[rabbitmq-discuss] RabbitMQ Crash

Dave Greggory davegreggory at yahoo.com
Mon Nov 14 15:17:11 GMT 2011


We're running RabbitMQ 2.5.1 in production and it crashed last week. Crash = Dropped all connections and process died (i.e. rabbitmqctl status and ps -ef | grep rabbitmq both showed that the process itself was not running). 

Setup -
2 non-clustered RabbitMQ nodes behind a load balancer with only 1 node being active in the load balancer (2nd one is there for failover in case situations like this). 
No special config (All defaults)
Only Management plugin used. 

CentOS Linux 2.6.18-164.el5 x86_64
Erlang R13B04

Clients mostly Java-library 2.5.1 (some older apps with 2.3.1 and 2.0.0 clients). 

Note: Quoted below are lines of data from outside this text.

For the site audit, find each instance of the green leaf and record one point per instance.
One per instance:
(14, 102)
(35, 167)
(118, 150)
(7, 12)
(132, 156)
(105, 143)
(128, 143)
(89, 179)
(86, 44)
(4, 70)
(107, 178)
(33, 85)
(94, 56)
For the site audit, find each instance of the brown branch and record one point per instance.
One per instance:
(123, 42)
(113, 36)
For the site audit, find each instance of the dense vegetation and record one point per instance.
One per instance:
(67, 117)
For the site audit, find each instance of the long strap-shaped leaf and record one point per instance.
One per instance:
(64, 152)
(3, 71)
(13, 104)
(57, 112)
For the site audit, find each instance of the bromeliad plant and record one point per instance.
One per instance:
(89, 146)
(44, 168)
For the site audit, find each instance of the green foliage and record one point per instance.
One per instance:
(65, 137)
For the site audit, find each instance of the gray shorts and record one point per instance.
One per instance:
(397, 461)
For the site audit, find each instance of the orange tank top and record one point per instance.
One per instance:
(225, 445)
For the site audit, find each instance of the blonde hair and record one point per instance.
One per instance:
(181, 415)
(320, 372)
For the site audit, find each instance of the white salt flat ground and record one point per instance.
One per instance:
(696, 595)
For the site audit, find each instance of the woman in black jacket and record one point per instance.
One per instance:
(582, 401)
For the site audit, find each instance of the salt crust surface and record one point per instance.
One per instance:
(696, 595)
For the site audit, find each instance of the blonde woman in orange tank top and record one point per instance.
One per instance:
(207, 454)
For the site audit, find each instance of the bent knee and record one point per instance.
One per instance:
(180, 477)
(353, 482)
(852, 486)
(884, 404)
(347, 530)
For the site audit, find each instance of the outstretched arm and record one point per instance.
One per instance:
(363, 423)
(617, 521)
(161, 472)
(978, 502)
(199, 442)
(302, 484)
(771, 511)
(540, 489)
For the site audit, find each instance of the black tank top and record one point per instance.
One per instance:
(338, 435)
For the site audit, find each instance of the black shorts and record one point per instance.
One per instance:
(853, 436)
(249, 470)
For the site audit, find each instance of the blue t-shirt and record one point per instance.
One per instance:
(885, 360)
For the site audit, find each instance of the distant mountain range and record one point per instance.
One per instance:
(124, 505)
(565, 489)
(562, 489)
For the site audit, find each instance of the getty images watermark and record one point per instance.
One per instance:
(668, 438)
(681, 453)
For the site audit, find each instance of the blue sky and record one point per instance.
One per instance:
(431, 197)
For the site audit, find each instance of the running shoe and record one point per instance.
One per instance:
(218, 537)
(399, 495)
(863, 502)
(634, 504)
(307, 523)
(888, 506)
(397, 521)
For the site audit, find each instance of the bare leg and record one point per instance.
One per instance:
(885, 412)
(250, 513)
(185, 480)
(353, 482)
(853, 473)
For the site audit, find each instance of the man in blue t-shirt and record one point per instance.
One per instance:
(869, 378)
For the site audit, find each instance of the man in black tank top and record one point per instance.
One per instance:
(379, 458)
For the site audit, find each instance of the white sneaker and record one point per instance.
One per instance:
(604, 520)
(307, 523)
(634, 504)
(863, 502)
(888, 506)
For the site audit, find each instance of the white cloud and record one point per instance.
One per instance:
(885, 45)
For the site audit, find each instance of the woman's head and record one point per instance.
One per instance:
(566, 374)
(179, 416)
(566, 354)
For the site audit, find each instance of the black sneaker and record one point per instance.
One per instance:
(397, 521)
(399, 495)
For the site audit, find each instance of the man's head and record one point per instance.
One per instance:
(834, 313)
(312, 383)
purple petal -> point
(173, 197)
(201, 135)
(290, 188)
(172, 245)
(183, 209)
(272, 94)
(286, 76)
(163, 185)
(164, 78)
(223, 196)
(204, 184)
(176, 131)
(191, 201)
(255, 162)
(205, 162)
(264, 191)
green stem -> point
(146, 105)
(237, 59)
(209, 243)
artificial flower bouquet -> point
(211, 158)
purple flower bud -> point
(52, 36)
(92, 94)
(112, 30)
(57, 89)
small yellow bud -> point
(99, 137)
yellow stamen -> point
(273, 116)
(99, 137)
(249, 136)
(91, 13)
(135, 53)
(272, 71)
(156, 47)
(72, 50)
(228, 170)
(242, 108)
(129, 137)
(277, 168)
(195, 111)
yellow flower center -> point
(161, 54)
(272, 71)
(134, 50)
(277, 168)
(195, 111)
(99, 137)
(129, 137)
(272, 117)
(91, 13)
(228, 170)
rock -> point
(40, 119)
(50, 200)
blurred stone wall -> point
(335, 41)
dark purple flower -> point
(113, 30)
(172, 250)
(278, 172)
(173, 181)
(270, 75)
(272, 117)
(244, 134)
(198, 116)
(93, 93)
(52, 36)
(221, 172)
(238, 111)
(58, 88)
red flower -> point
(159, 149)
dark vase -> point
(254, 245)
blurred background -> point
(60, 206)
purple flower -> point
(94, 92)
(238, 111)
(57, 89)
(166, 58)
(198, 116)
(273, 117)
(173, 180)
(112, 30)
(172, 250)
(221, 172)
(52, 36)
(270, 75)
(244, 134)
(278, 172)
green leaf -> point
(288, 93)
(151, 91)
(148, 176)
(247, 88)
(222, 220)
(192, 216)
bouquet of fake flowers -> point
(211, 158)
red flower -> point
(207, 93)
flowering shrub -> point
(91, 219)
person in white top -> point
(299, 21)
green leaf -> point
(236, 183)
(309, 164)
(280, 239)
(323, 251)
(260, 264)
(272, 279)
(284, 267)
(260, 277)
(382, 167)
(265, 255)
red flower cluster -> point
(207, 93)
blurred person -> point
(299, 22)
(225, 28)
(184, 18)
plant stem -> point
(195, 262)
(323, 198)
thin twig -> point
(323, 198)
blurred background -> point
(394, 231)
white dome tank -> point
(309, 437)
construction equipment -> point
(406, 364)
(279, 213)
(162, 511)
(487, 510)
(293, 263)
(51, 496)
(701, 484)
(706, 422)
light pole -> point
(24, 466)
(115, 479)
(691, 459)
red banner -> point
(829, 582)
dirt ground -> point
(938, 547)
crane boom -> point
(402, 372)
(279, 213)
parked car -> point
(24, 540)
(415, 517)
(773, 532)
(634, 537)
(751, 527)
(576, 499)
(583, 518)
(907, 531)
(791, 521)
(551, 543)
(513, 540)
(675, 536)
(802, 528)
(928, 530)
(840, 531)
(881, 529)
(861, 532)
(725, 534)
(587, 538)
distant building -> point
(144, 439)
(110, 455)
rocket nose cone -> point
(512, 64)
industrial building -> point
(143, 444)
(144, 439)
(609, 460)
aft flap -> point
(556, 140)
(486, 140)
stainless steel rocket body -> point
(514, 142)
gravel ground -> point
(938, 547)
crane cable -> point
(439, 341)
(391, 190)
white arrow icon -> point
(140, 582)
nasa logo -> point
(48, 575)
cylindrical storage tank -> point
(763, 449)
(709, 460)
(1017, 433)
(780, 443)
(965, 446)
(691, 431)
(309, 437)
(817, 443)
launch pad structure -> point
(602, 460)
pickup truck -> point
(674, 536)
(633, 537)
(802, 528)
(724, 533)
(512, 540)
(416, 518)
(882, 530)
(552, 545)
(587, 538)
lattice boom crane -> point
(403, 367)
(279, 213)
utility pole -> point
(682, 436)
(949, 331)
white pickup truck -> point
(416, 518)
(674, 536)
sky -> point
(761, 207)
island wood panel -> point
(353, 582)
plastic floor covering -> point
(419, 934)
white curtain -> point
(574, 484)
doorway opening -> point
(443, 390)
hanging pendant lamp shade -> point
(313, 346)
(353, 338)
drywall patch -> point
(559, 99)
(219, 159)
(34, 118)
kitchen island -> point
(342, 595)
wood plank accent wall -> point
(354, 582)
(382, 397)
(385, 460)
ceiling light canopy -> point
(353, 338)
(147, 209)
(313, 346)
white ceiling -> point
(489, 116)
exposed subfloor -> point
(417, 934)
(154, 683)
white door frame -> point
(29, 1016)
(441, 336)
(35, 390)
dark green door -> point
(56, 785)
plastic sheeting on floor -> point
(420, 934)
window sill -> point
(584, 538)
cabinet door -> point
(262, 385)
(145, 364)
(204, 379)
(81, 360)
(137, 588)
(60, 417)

I attached the logs (errors starting at 8-Nov-2011::18:13:02 mark). I also backed up mnesia in its error state and can provide if needed. There's an erl_crash.dump which I can provide if needed as well. No CPU or memory spikes.

I was able to start it up again no problem. Just saw the following in the logs at startup (which seemed unusual).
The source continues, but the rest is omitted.